JOURNALIST: Just on the Victorian Liberal Party, do you think they should be doing more to investigate potential misappropriation of taxpayer funds?
SHORTEN: Yes, I do. You know, we’ve seen the dreadful news that a senior office bearer of the Liberal Party has allegedly taken $1.5 million or more of money. Now, if some of this is taxpayer funded money then the Liberal Party has an obligation to explain to Australians about the use of taxpayer money, if some of this has been defrauded. I also think these people need to explain within the senior ranks of the Liberal Party what they knew; were they aware and could they have prevented this; and what steps they put in place; were there early warning signs of this problem and what did they do about it?
JOURNALIST: Mr Shorten are you going to take some form of IR reform in regards to construction sites to the election? You alluded to it yesterday in a speech but we’re just looking for some specifics.
SHORTEN: Certainly Labor will have a policy – sensible policy on industrial relations before the next election. What I said yesterday at the national summit organised by The Australian Financial Review and The Australian is that we need to be – there needs to be a national focus, a united national effort to lift productivity and to lift growth in this country. A Labor administration that I lead, if we were privileged to be elected, will look at several areas which a Labor Government would work on to improve productivity, to improve growth, to improve the output of goods and services and jobs to make sure that we are a fairer country and to make sure that the quality of our life as it goes along is improving.
Now we would do that by improving universities, not making it more expensive for kids to go to university. We would tackle climate change which is going to provide us opportunities in the future; I cannot believe the Government and Mr Abbott keep refusing to talk about renewable energy. They treat it as if it’s the enemy not the solution, and of course workplace relations along with education and health, taxation and infrastructure are important areas.

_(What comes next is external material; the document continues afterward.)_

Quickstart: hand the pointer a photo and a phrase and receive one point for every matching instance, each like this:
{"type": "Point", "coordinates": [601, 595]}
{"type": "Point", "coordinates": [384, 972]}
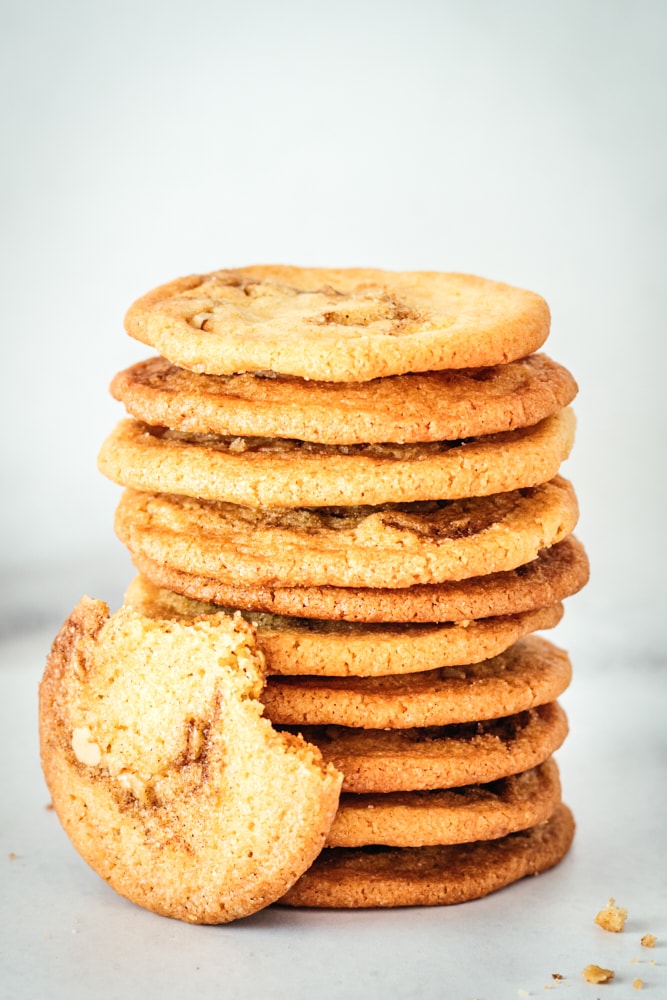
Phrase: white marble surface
{"type": "Point", "coordinates": [66, 935]}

When it comes to workplace relations, I’ve got over 20 years of experience in the real world, and I understand that workplaces work best when you have cooperation and harmony. Now, periodically, you’ve got a Government and we have one at the moment in power, which is very ideological, they’re very extreme people in this Government. They get hung up when workers get wage rises, they seem to think somehow that’s not the way to go. They want to swing the pendulum of workplace relations where employees have very little security and very little say over their work. Now I happen to think that in construction and major projects there is opportunity with this – that’s contrasted with this current government who always wants to fight with unions – to build cooperation and I think there are measures which we can talk about for the next election. I think there is a greater role to encourage women into construction. There’s a greater role to make sure that our apprenticeship is working so that apprentices aren’t dropping out and that they’re getting quality training. I think there is an opportunity to improve the access to apprenticeship and training for adult apprentices. Safety and construction is always a constant battle so we’ve got to make sure that we have safer worksites. We’ve also got to make sure that when there are industrial arrangements in place that they’re respected. Now that’s the way you do things, it’s not – this country, we’re only 24 million people. we can’t constantly be fighting each other. Mr Abbott wakes up in the morning and you get a sense that he’s looking for someone new to have a fight with. That is not the future of workplace relations. Thanks, everyone.